Data engineers get blamed a lot. Yet, their role is crucial if data scientists and analysts (the more visible parts of data science) want to perform.
Their role is simple: collect, manage, and convert raw data into usable information for data scientists and business analysts to analyze. Increasingly, they are also playing a crucial role in helping AI algorithms ingest vast swathes of data from diverse sources as they mature into models.
The job is also time-consuming. So when data scientists and business analysts don’t get the data they want, they will point the fingers at the data engineers.
The pressures of plumbing
TJ Chandler, managing director for APAC at Fivetran, sees data engineers as “plumbers.”
“They are the ones that deliver the water to the spout. Without them, many CDOs and other executives will find disappointment knowing that there’s this ocean of data out there but not a drop to drink,” he explains.
Therein lies the rub. Data engineers who manage data pipelines well are unseen as data scientists and business analysts can do their work efficiently. But where there is a pipeline bottleneck or trouble connecting with different data sources, they are at the receiving end of scorn.
And this thankless job is only getting worse. With data science teams asking to connect to more data sources, data engineering teams are under pressure to deliver efficient pipeline management.
“We did a survey among analysts and found that 60% of them said that additional business insights could be extracted from existing data if they only had more time to get to it,” says Chandler.
But it is time that data engineers are unable to give.
“We know that setting up a dashboard in Looker or Tableau actually doesn't take too much time but only if you have the data available. And getting the data is not the problem either. The difficult part is getting the data from its source into that data warehouse so that it can be extracted to produce those dashboards for insights,” says Chandler, adding that this is where data engineers are always working against time.
Companies are also changing the way they approach data questions. “The old world was, ‘Hey, I’ve a problem, and so I'm going to get some software.’ Now, companies are looking at it very differently. They are saying, ‘I need this outcome, which solution or combination of solutions, including building it myself, is going to give me the highest probability of that outcome’,” says Chandler.
Data engineers also face pressure downstream as business leaders want more reports from their data science and business analyst teams faster. Many of these reports are no longer for strategic decision-making but for operational pivots and adjustments. It means pipeline delays can make such reports operationally useless.

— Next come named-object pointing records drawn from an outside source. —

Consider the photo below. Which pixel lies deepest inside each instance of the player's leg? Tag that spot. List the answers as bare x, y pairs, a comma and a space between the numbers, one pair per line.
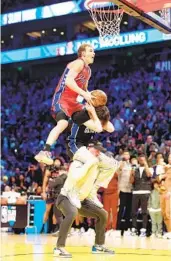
49, 204
62, 123
89, 209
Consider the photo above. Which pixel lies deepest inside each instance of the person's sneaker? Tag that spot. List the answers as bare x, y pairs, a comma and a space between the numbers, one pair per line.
143, 232
159, 235
55, 233
133, 232
95, 200
44, 157
97, 249
61, 252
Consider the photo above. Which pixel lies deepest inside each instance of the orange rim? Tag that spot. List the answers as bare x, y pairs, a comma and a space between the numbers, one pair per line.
102, 11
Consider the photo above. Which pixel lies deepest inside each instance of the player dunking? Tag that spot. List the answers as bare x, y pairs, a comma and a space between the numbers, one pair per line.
73, 82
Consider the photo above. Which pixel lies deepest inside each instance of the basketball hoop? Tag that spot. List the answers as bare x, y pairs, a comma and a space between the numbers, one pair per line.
166, 13
107, 18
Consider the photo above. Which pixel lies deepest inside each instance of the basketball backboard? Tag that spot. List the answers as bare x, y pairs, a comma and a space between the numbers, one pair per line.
156, 13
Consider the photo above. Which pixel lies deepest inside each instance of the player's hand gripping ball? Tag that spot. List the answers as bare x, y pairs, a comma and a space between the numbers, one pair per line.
98, 98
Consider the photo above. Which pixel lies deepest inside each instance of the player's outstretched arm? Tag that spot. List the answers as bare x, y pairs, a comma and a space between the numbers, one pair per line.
75, 68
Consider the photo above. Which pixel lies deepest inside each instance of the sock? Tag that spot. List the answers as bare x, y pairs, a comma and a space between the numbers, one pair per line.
42, 229
47, 147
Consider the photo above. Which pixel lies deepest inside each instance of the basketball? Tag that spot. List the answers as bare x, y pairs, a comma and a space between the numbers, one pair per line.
99, 98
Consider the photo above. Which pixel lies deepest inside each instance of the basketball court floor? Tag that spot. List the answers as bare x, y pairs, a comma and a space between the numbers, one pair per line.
40, 247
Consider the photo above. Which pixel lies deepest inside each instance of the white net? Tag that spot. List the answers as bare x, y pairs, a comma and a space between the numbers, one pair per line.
107, 18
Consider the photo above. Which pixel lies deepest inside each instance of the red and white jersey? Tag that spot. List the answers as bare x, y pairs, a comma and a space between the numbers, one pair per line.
67, 98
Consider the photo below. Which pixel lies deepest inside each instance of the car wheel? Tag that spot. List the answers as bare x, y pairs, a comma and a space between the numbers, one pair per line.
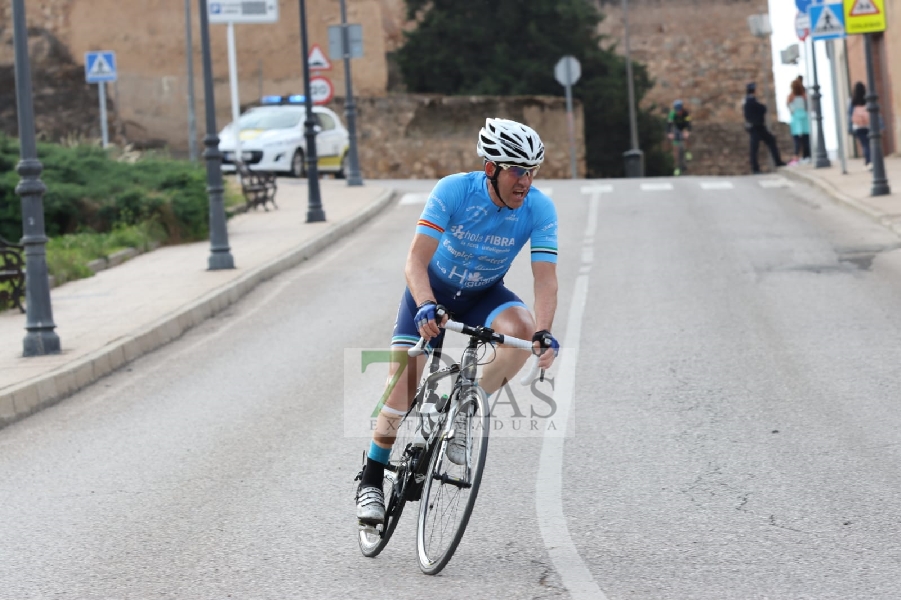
297, 166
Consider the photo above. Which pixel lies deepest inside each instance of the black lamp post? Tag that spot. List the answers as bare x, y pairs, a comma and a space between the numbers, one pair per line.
350, 107
314, 209
40, 338
821, 159
880, 182
220, 253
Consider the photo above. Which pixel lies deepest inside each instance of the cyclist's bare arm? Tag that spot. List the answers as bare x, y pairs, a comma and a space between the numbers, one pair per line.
417, 274
545, 274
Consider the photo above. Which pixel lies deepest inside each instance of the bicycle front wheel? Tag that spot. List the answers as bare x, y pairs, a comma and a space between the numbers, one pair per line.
450, 490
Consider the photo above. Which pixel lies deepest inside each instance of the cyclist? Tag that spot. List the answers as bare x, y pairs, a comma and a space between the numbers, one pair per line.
472, 227
678, 130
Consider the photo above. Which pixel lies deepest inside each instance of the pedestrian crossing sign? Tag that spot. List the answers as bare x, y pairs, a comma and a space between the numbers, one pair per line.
827, 21
864, 16
99, 66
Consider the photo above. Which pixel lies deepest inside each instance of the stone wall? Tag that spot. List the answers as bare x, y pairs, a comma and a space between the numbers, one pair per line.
699, 50
423, 136
64, 105
400, 136
702, 52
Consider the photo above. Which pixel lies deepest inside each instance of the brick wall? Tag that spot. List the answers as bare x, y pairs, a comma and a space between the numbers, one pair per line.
702, 51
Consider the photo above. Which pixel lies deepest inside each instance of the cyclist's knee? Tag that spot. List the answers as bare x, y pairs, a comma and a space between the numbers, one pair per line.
515, 321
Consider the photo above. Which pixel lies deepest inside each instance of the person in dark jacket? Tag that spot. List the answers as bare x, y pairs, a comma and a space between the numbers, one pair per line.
754, 123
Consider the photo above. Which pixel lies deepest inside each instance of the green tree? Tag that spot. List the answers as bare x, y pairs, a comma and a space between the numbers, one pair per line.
510, 47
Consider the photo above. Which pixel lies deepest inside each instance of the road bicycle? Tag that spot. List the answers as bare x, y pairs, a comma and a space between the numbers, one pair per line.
419, 468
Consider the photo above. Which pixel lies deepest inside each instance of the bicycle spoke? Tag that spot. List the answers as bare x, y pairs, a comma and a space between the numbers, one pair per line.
450, 492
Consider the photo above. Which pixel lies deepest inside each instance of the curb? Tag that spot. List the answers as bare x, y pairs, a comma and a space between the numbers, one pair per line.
875, 214
44, 391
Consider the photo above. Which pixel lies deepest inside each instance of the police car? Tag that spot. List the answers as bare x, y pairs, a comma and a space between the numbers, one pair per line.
272, 138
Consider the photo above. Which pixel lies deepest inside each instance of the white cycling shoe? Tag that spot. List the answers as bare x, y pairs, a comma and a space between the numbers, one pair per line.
370, 505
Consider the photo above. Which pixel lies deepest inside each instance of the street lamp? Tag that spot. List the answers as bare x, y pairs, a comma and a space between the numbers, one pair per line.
220, 256
633, 158
314, 206
40, 338
350, 107
760, 28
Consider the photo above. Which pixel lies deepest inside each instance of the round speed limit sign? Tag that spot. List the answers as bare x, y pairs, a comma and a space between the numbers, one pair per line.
321, 90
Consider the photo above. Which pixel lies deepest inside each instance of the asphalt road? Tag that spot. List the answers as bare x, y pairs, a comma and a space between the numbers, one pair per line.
733, 429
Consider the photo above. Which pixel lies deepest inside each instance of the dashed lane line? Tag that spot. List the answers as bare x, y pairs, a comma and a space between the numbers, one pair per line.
549, 484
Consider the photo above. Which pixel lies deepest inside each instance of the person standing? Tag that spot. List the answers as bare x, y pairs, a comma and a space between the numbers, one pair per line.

“We also now have citizen consumers of data. And they all want reports and dashboards. Every knowledge worker and every staff person want to have access to timely, relevant, and accurate reports,” observes Chandler.
Data engineers need to find a better way to manage the data pipelines. Fivetran, which offers a solution for automatic data integration built on a fully-managed ELT architecture, thinks it has one.
Using automation to scale pipelines
Fivetran used automation to tackle what data engineers had to do manually: create, manage and maintain the data pipelines.
It is looking to compress the development time and keeps maintenance to “near zero” via automation. Meanwhile, its Powered by Fivetran managed service product offers a REST API, automated data connectors for more than 150 different data sources, and an easy “embeddable” setup.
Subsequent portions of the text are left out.